This seems to fix the intermittent hangs I observed and bisected to
commit 8504ddeca0 "migration: Fix postcopy bw for recovery".

Tested-by: Markus Armbruster <armbru@redhat.com>

Re: [PATCH] migration/postcopy: Recognise the recovery states as 'in_postcopy'
Posted by Alex Bennée 4 years, 7 months ago
Dr. David Alan Gilbert (git) <dgilbert@redhat.com> writes:

> From: "Dr. David Alan Gilbert" <dgilbert@redhat.com>
>
> Various parts of the migration code do different things when they're
> in postcopy mode; prior to this patch this has been 'postcopy-active'.
> This patch extends 'in_postcopy' to include 'postcopy-paused' and
> 'postcopy-recover'.
>
> In particular, when you set the max-postcopy-bandwidth parameter, this
> only affects the current migration fd if we're 'in_postcopy';
> this leads to a race in the postcopy recovery test where it increases
> the speed from 4k/sec to unlimited, but that increase can get ignored
> if the change is made between the point at which the reconnection
> happens and it transitions back to active.
>
> Signed-off-by: Dr.
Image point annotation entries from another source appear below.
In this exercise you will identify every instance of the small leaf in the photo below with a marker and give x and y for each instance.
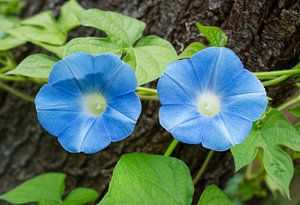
(295, 111)
(214, 35)
(191, 49)
(44, 189)
(117, 26)
(42, 28)
(81, 196)
(212, 195)
(92, 45)
(58, 50)
(149, 179)
(67, 20)
(276, 131)
(36, 65)
(8, 22)
(8, 42)
(150, 57)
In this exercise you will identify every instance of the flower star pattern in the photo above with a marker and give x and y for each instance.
(210, 99)
(89, 102)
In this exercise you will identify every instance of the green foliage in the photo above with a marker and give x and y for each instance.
(48, 189)
(42, 189)
(295, 111)
(67, 20)
(275, 131)
(8, 22)
(117, 26)
(214, 35)
(42, 30)
(191, 50)
(81, 196)
(149, 179)
(212, 195)
(148, 57)
(36, 65)
(10, 7)
(92, 45)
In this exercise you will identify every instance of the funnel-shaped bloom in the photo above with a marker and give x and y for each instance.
(89, 102)
(210, 99)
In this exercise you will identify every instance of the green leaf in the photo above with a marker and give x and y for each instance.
(81, 196)
(295, 111)
(149, 179)
(36, 65)
(56, 49)
(212, 195)
(117, 26)
(150, 57)
(42, 28)
(8, 22)
(276, 131)
(191, 50)
(44, 189)
(8, 42)
(92, 45)
(214, 35)
(67, 20)
(10, 7)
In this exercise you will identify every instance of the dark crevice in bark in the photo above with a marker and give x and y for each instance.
(265, 34)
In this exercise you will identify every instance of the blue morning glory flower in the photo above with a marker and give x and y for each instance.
(89, 102)
(210, 99)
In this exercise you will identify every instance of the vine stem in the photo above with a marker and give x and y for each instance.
(16, 93)
(146, 90)
(275, 80)
(203, 167)
(289, 103)
(171, 148)
(276, 73)
(146, 97)
(12, 78)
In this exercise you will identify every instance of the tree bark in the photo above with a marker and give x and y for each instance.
(264, 33)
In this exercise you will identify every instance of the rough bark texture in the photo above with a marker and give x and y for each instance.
(264, 33)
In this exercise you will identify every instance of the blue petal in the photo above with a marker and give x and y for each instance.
(171, 92)
(237, 127)
(128, 104)
(56, 109)
(50, 98)
(118, 124)
(204, 63)
(116, 77)
(183, 74)
(190, 131)
(216, 66)
(216, 135)
(172, 115)
(55, 121)
(73, 136)
(76, 66)
(243, 83)
(248, 106)
(85, 134)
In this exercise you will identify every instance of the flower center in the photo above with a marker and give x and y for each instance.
(208, 104)
(95, 103)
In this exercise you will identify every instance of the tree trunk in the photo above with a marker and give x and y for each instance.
(264, 33)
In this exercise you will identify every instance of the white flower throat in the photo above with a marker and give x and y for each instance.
(208, 104)
(94, 103)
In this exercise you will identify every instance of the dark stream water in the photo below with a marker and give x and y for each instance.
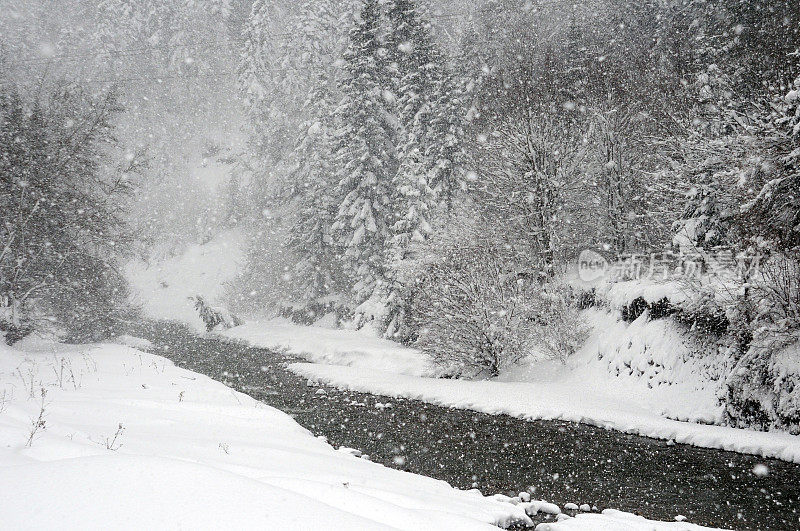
(561, 462)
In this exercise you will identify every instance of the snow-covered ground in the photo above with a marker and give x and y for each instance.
(636, 378)
(129, 440)
(162, 288)
(106, 436)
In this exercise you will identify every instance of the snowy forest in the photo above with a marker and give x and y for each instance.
(491, 186)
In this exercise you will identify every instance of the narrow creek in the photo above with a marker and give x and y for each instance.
(558, 461)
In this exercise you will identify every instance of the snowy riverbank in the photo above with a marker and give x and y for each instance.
(677, 403)
(118, 430)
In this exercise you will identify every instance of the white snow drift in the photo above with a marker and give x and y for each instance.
(109, 437)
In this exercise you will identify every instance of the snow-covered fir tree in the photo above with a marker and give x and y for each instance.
(366, 158)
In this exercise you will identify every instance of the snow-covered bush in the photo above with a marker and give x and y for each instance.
(557, 330)
(472, 315)
(763, 390)
(475, 310)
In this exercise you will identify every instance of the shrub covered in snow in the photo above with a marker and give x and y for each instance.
(473, 316)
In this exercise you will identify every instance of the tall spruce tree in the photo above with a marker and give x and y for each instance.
(365, 147)
(419, 79)
(316, 276)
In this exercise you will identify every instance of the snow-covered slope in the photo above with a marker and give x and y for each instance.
(354, 348)
(127, 440)
(163, 288)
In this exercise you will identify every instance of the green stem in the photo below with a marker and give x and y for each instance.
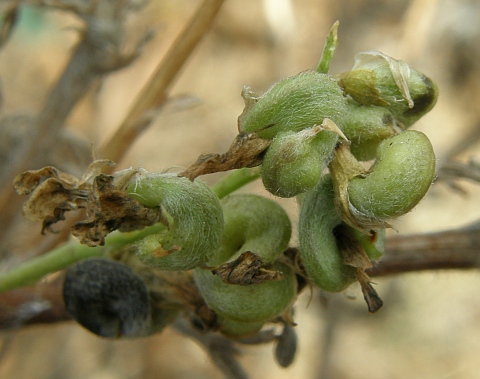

David Alan Gilbert <dgilbert@redhat.com>

In my xenial stress test I run 100 times and it never triggered the 180s
timeout I set on my retry.py script:

Tested-by: Alex Bennée <alex.bennee@linaro.org>

> ---
>  migration/migration.c | 9 ++++++++-
>  1 file changed, 8 insertions(+), 1 deletion(-)
>
> diff --git a/migration/migration.c b/migration/migration.c
> index 01863a95f5..5f7e4d15e9 100644
> --- a/migration/migration.c
> +++ b/migration/migration.c
> @@ -1659,7 +1659,14 @@ bool migration_in_postcopy(void)
>  {
>      MigrationState *s = migrate_get_current();
>
> -    return (s->state == MIGRATION_STATUS_POSTCOPY_ACTIVE);
> +    switch (s->state) {
> +    case MIGRATION_STATUS_POSTCOPY_ACTIVE:
> +    case MIGRATION_STATUS_POSTCOPY_PAUSED:
> +    case MIGRATION_STATUS_POSTCOPY_RECOVER:
> +        return true;
> +    default:
> +        return false;
> +    }
>  }
>
>  bool migration_in_postcopy_after_devices(MigrationState *s)


--
Alex Bennée

Re: [PATCH] migration/postcopy: Recognise the recovery states as 'in_postcopy'
Posted by Juan Quintela 4 years, 7 months ago
"Dr. David Alan Gilbert (git)" <dgilbert@redhat.com> wrote:
> From: "Dr. David Alan Gilbert" <dgilbert@redhat.com>
>
> Various parts of the migration code do different things when they're
> in postcopy mode; prior to this patch this has been 'postcopy-active'.
> This patch extends 'in_postcopy' to include 'postcopy-paused' and
> 'postcopy-recover'.
>
> In particular, when you set the max-postcopy-bandwidth parameter, this
> only affects the current migration fd if we're 'in_postcopy';
> this leads to a race in the postcopy recovery test where it increases
> the speed from 4k/sec to unlimited, but that increase can get ignored
> if the change is made between the point at which the reconnection
> happens and it transitions back to active.
>
> Signed-off-by: Dr. David Alan Gilbert <dgilbert@redhat.com>

Reviewed-by: Juan Quintela <quintela@redhat.com>

Re: [PATCH] migration/postcopy: Recognise the recovery states as 'in_postcopy'
Posted by Peter Xu 4 years, 7 months ago
On Mon, Sep 23, 2019 at 06:49:42PM +0100, Dr. David Alan Gilbert (git) wrote:
> From: "Dr. David Alan Gilbert" <dgilbert@redhat.com>
> 
> Various parts of the migration code do different things when they're
> in postcopy mode; prior to this patch this has been 'postcopy-active'.
> This patch extends 'in_postcopy' to include 'postcopy-paused' and
> 'postcopy-recover'.
> 
> In particular, when you set the max-postcopy-bandwidth parameter, this
> only affects the current migration fd if we're 'in_postcopy';
> this leads to a race in the postcopy recovery test where it increases
> the speed from 4k/sec to unlimited, but that increase can get ignored
> if the change is made between the point at which the reconnection
> happens and it transitions back to active.
> 
> Signed-off-by: Dr. David Alan Gilbert <dgilbert@redhat.com>

Yeh this makes quite a lot of sense to me...

Reviewed-by: Peter Xu <peterx@redhat.com>

-- 
Peter Xu